The Lagoon 450 is a French sailboat that was designed by Van Peteghem/Lauriot-Prevost, with exterior design by Patrick le Quément and interior design by Nauta Design. It was intended as a cruiser, as well as for the yacht charter market, and was first built in 2014.

==Production==
The design was built by Lagoon catamaran in France, starting in 2015 and replaced the Lagoon 440 in production. The boat was built in two versions, the Lagoon 450 S "Sportop" and the Lagoon 450 F, with a flying bridge. Production of the 450 F ended in 2019 and the 450 S in 2021, with more than 850 boats completed.

The boat was replaced in production by the Lagoon 46 in 2019.

==Design==
The Lagoon 450 is a recreational catamaran, built predominantly of polyester fiberglass sandwich, with wood trim. It has a fractional sloop rig, with a deck-stepped mast, two sets of swept diamond spreaders and aluminum spars with 1X19 stainless steel wire rigging. The hulls have slightly raked stems, reverse transoms with swimming platforms, dual internally mounted spade-type rudders controlled by a wheel and twin fixed fin keels.

The boat has a draft of 4.33 ft with the standard twin keels.

The design has sleeping accommodations for six to eight people in three or four cabin interiors. The three-cabin "owner's" layout has a single cabin in the starboard hull with a double island berth aft, a lounge and storage amidships, and a large head and shower forward. The port hull has cabins fore and aft, with two private heads in between. The four-cabin "charter" configuration uses the same two-cabin arrangement in both hulls. The central salon has an L-shaped settee and the navigation station, while the aft cockpit lounge has a U-shaped settee on the port side. The boat may be steered from the nav station using the autopilot. The galley is located on the port side of the main salon. The galley is U-shaped and is equipped with a four-burner stove, a refrigerator, freezer and a double sink. Cabin maximum headroom is 80 in.

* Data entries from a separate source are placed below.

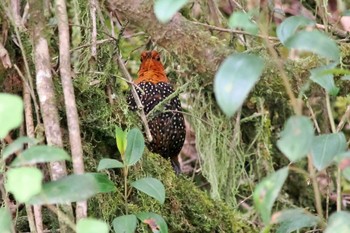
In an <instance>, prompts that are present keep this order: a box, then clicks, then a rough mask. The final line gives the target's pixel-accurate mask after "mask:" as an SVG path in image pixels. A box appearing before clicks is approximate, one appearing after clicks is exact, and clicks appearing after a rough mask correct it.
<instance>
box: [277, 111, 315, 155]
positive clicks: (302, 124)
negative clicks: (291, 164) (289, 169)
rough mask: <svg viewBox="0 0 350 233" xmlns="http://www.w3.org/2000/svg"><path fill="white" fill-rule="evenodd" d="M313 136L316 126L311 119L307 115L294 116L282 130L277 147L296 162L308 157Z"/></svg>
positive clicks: (284, 153) (292, 116) (293, 116)
mask: <svg viewBox="0 0 350 233" xmlns="http://www.w3.org/2000/svg"><path fill="white" fill-rule="evenodd" d="M313 138H314V128H313V126H312V122H311V121H310V119H309V118H307V117H305V116H292V117H290V118H289V119H288V120H287V122H286V124H285V126H284V129H283V131H282V132H281V139H279V140H278V141H277V147H278V149H280V150H281V151H282V152H283V154H285V155H286V156H287V158H288V159H289V160H290V161H291V162H296V161H298V160H300V159H302V158H304V157H306V155H307V153H308V152H309V151H310V148H311V145H312V140H313Z"/></svg>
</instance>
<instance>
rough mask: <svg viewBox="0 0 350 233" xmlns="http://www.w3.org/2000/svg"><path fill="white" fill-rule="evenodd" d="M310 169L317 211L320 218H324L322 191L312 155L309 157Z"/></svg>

For sailing downwind the design may be equipped with a code 0 sail of 1001 sqft.

==Variants==
- Lagoon 450 F
This model with a flying bridge was produced from 2014 to 2019. It displaces 33290 lb and is fitted with two Japanese Yanmar 4JH45 diesel engines of 45 hp each. The fuel tank holds 275 u.s.gal and the fresh water tank has a capacity of 92 u.s.gal. Due to the raised boom to accommodate the flying bridge, the upwind sail area is 1399 sqft.
- Lagoon 450 S
This "Sportop" model locates the raised helming station aft of the salon on the starboard side, under a rigid bimini top. It displaces 33069 lb and is fitted with two Japanese Yanmar diesel engines of 45 or 57 hp. The fuel tank holds 275 u.s.gal and the fresh water tank has a capacity of 92 u.s.gal. Due to the lower boom without the flying bridge, the upwind sail area is 1421 sqft.

==Operational history==
In a review, Katamarans reported, "it's pretty easy to see why the Lagoon 450F and 450S are such hot sellers. They hit the sweet spot for the charter market (2+ families on board), and they have managed to appeal to owner-operator cruisers as well. Many disparagingly refer to the Lagoon 450 as a 'condomaran', but you can't knock 'em."

In a 2011 Sail Magazine review, Tom Dove wrote, "the wind at Annapolis was disappointing, but the big Lagoon’s performance was not. The boat still tacked reliably and moved gently along on all points of sail in zephyrs that peaked at about 5 knots. This was surprising, considering this is a relatively heavy cruising cat loaded with accessories. We did have the optional square-top mainsail on our boat in lieu of the standard full-batten main. Perhaps that’s worth considering if you sail on chronically wind-deprived waters."

Lagoon 450 Bulkhead problems

In March of 2021 lagoon admitted a problem withe forward bulkheads having a weak point in its construction and may crack. Lagoon owners are offered a free inspection of the bulkheads and besides that repairs are managed on a case by case basis either based on warranty or other history of the vessel.